What’s worse is that Section 15 of the new act provides remedies to a tenant when a landlord engages in conduct prohibited by the act. In such a case, a tenant can bring a civil action against a tenant to recover (1) actual damages, as reasonably determined by the court, for injury or loss suffered; (2) a civil penalty in an amount not to exceed $2,000 for each violation, payable to the tenant; (3) reasonable attorney’s fees and court costs; and (4) other equitable relief as the court may deem appropriate and just. An attorney fee shifting provision? Yep – just like the provisions of the Chicago and Evanston landlord tenant ordinances.
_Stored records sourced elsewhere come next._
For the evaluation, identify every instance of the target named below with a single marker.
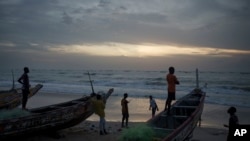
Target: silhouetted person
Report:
(232, 123)
(153, 105)
(24, 80)
(99, 107)
(125, 113)
(171, 81)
This law will give tenant’s rights attorneys one more topic to probe about with their clients.
I’m glad to say that in 22 years of representing landlords, I don’t know that any of my clients have ever suggested an intention to call ICE on their tenants. I’m not sure whether this kind of thing is happening on a regular basis or not. In the long run, it doesn’t matter how we got here, what we need to be worried about for landlords is how it affects them.
So, if a landlord doesn’t threaten to report a tenant to ICE over immigration status, is this law a big deal? Yes it is. Because it goes further. The law amends the Eviction Act by adding an affirmative defense in an eviction case. It says that it is an affirmative defense to an eviction “that a landlord engaged in conduct on the basis of immigration status of the tenant” and it provides that an eviction order may not be entered against a tenant as a reprisal for or on the basis of the tenant’s immigration or citizenship status. Here is the text:
So, a tenant has an affirmative defense if the landlord’s demand for possession (ie. a 5, 10 or 30 day notice) is based SOLELY OR IN PART on the citizenship or immigration status of the tenant. Uh oh. I don’t think my landlord’s are going to serve a notice based on this, however, if the tenant asserts it as an affirmative defense, you know what we have? Litigation. Litigation to PROVE A NEGATIVE. How does a landlord prove that they did not, IN PART, determine to give a 30 day notice based on immigration status? This will do exactly what the tenant’s rights people want – give tenants an argument. Tenant’s don’t win by winning. They win by arguing.
Take a look at that section (a)(2), a landlord cannot give a demand for possession (like a notice of intent not to renew a lease or a 30 day notice to terminate a month to month tenant) based solely or in part upon the tenant’s failure to provide a social security number, information to get a credit report, or to provide acceptable ID after the lease has commenced and the tenant has possession. Thus it is going to be WAY HARDER to non-renew or give a 30 day notice to illegal immigrant tenants because of their ability to fight the eviction even if the reason the landlord wanted to terminate the tenancy had ABSOLUTELY NOTHING TO DO WITH the tenant’s immigration status.
Good luck (bonne chance, Hodně štěstí, Onnea, Καλὴ τύχη, Ngikufisela iwela) landlords!